Is ibrutinib-related atrial fibrillation dose dependent? Insights from an individual case level analysis of the World Health Organization pharmacovigilance database

Abstract

Whether ibrutinib-related atrial fibrillation (IRAF) is a dose-dependent adverse drug reaction (ADR) and whether ibrutinib should be discontinued or dose-reduced in case of IRAF occurrence remains unknown. Using the World Health Organization individual case safety report pharmacovigilance database, VigiBase®, we aimed to determine the association between ibrutinib dosing regimens and IRAF reporting. Ibrutinib daily dose was extracted from IRAF cases from VigiBase® and was divided into 5 ibrutinib dosing regimen (140-280-420-560 and >560 mg/day). Disproportionality analysis was used to evaluate the association between IRAF reporting and ibrutinib daily dose, through logistic regression. Single term deletions produced the ibrutinib daily dose global p-value. Then, a multivariable adjusted reporting odds-ratio with its 95% confidence interval was calculated for each ibrutinib dosing regimen, against the lowest dosing regimen (140 mg/day) as reference. A total of 1162 IRAF cases were identified in VigiBase® (n = 62 for ibrutinib 140 mg/day, 114 for ibrutinib 280 mg/day, 811 for ibrutinib 420 mg/day, 164 for ibrutinib 560 mg/day and 11 for ibrutinib >560 mg/day). After adjustment on several variables of interest, IRAF reporting was not significantly associated with ibrutinib dosing regimen (p = 0.09). Our results from Vigibase® do not support IRAF as a dose-dependent ADR (ClinicalTrial registration number: NCT06224452).

Fig. 1. Flow-chart for the primary analysis.

AF atrial fibrillation, ADR adverse drug reaction.

Fig. 2. Ibrutinib daily dose and ibrutinib-related atrial fibrillation (IRAF) reporting.

Disproportionality analyses evaluating the association between ibrutinib daily dose and IRAF. Multivariable adjusted reporting odds-ratios (with 95% confidence interval) for each ibrutinib dosing regimen are presented against the lowest dosing regimen (140 mg/day). The ibrutinib daily dose global p-value indicates statistical significance if <0.05.

Fig. 3. Ibrutinib daily dose and ibrutinib-related atrial fibrillation (IRAF) reporting according to underlying chronic B-cell malignancy.

Disproportionality analysis evaluating the association between ibrutinib daily dose and ibrutinib related atrial fibrillation, according to underlying chronic B-cell malignancy, with separate analyses for chronic lymphocytic leukemia (CLL)/ Waldenström macroglobulinemia (WM) and for mantle cell lymphoma (MCL) indication. Multivariable adjusted reporting odds-ratios (with 95% confidence interval) for each ibrutinib dosing regimen are presented against the lowest dosing regimen (140 mg/day). The ibrutinib daily dose global p-value indicates statistical significance if <0.05.

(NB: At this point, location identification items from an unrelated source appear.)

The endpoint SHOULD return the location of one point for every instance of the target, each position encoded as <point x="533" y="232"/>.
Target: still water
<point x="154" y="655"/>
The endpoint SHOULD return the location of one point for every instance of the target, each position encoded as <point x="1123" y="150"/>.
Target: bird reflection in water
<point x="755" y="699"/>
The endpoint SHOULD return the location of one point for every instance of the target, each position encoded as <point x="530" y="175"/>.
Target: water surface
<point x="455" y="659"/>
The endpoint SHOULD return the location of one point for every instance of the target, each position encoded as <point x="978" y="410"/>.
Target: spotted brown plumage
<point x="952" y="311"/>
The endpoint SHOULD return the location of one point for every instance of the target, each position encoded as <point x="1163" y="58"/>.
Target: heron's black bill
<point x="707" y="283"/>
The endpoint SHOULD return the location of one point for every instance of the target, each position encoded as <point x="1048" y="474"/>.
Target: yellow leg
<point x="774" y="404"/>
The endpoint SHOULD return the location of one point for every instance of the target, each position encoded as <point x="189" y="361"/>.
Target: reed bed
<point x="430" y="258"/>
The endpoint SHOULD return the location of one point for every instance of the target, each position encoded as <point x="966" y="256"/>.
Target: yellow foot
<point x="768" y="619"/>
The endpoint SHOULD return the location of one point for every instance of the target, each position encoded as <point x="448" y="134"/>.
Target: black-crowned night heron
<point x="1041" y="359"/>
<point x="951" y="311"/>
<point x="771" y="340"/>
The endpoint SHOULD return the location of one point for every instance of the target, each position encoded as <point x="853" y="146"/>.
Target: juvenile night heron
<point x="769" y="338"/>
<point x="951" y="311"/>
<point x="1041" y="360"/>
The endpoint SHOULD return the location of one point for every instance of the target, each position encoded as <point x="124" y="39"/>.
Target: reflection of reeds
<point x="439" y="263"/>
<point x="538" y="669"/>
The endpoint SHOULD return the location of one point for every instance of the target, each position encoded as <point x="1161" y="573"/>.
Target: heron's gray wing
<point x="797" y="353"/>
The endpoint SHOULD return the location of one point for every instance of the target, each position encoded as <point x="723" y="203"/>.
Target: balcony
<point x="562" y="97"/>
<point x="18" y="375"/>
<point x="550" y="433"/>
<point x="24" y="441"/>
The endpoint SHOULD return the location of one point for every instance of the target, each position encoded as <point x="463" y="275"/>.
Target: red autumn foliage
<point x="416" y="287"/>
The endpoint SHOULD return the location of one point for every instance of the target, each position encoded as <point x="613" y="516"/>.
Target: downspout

Fig. 4. Ibrutinib daily dose and time to ibrutinib-related atrial fibrillation (IRAF) onset.

Multivariate analyses regarding the association between time to IRAF onset and ibrutinib dosing regimen. Time to onset was calculated in days, based on the method recommended by the Uppsala monitoring Center internal procedures.

Fig. 5. Ibrutinib daily dose and neutropenia and thrombocytopenia reporting.

Disproportionality analyses (univariate analyses) evaluating of the association between ibrutinib daily dose and neutropenia and thrombocytopenia reporting. Reporting odds-ratios (with 95% confidence interval) for each ibrutinib dosing regimen are presented against the lowest dosing regimen (140 mg/day). The ibrutinib daily dose global p-value indicates statistical significance if <0.05.